In 26-Apr’s Technical Blog we discussed the prospects for a recovery from the extreme lower recesses of the 3-YEAR range following a bullish divergence in admittedly short-term momentum above 22-Apr’s 2.578 minor corrective high. Three weeks on, yesterday’s failure below Mon’s 2.598 corrective low confirms a countering bearish divergence in equally short-term momentum, stemming the recovery and defining Tue’s 2.670 high as one of developing importance and possibly the END of a textbook 3-wave and thus corrective recovery from 25-Apr’s 2.477 low as labeled in the 240-min chart below. Per such we are identifying this 2.670 high as our new short-term risk parameter from which non-bullish decisions like long-covers and cautious bearish punts can now be objectively based and managed.
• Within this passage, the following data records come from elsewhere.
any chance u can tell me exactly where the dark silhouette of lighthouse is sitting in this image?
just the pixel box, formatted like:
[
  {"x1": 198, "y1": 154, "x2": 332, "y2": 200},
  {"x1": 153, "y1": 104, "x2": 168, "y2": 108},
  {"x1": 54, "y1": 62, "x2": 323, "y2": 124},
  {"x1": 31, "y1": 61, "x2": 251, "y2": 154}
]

To be sure, commensurately larger-degree weakness below 07-May’s 2.514larger-degree corrective low is required to CONFIRM the overall recovery from 25-Apr’s 2.477 low as a 3-wave and thus corrective structure that would then re-expose Mar-Apr’s major downtrend. In this regard that 2.514 low is considered our longer-term risk parameter from which long-term players can rebase and manage the risk of a still-arguable bullish policy. But given that the rally from 07-May’s 2.514 low spanned an almost identical length (i.e. 1.000 progression) to late-Apr’s initial (prospective a-Wave) pop from 2.477 to 2.626, traders must acknowledge the developing bearish prospect that this recent 2.477 – 2.670 recovery is a 3-wave correction that warns of a resumption of Mar-Apr’s meltdown that preceded. In effect, we believe the market has identified 2.670 and 2.514 as the key directional triggers heading forward.
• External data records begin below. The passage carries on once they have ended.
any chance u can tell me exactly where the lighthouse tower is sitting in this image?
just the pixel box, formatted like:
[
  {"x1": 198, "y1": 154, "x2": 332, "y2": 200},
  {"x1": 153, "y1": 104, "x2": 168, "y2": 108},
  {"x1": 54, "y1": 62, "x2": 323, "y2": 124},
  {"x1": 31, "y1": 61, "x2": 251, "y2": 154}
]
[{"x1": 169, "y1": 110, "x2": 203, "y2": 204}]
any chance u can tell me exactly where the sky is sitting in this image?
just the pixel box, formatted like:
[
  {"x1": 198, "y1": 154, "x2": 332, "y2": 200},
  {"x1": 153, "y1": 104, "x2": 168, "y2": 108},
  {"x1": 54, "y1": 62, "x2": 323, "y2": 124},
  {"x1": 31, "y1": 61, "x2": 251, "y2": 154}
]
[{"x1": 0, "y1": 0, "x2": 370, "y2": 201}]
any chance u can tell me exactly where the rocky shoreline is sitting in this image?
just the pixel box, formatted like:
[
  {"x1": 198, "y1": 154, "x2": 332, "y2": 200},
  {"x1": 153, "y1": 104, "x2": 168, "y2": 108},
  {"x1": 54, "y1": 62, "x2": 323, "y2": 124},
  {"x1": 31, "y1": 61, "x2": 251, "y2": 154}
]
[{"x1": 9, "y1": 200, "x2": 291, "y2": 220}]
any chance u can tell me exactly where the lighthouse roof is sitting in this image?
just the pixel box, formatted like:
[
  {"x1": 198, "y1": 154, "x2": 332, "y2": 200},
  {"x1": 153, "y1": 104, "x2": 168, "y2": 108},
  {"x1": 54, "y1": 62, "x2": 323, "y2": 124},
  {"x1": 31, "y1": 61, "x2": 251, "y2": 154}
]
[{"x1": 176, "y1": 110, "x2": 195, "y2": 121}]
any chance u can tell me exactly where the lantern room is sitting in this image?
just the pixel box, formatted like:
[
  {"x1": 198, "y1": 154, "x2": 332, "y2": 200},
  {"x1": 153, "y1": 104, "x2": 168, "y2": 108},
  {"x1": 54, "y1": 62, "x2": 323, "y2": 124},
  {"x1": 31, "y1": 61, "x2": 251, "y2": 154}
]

The directional stakes could be high depending on which side of the 2.670-to-2.514-range the market flops over first. While that 2.514 low and support holds, so too does the lower recesses of a 3-year range that could produce another sharp, intra-range rebound like the second-half of 2018 and Feb-Jun’16 shown in the weekly log chart of the Jun contract above. Conversely, if the market fails below 2.514 and resurrects the broader downtrend, we could not ignore the prospect of a run to the lower-quarter of the multi-year lateral range around 2.25 or below on a monthly log active-continuation basis below.
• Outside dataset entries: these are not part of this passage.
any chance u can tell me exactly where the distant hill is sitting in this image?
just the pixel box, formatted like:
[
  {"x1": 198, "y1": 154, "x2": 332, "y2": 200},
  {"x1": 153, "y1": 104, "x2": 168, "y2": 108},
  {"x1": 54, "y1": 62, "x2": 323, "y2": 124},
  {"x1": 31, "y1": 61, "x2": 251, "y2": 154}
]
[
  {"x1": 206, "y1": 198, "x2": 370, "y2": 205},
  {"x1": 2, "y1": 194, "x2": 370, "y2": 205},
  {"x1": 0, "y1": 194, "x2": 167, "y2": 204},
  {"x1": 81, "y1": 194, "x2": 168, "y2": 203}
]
These issues considered, shorter-term traders are advised to move to a neutral-to-cautious-bearish stance from current 2.60-area levels OB with a recovery above 2.670 require to negate this call, reinstate the recovery and expose potentially sharp gains thereafter. Long-term players are advised to pare bullish exposure to more conservative levels and jettison the position altogether on a failure below 2.514 ahead of what could be significant resumption of Mar-Apr’s downtrend that could then expose sharp losses. In effect, traders are advised to toggle directional biases and exposure around the 2.670 – 2.514-range.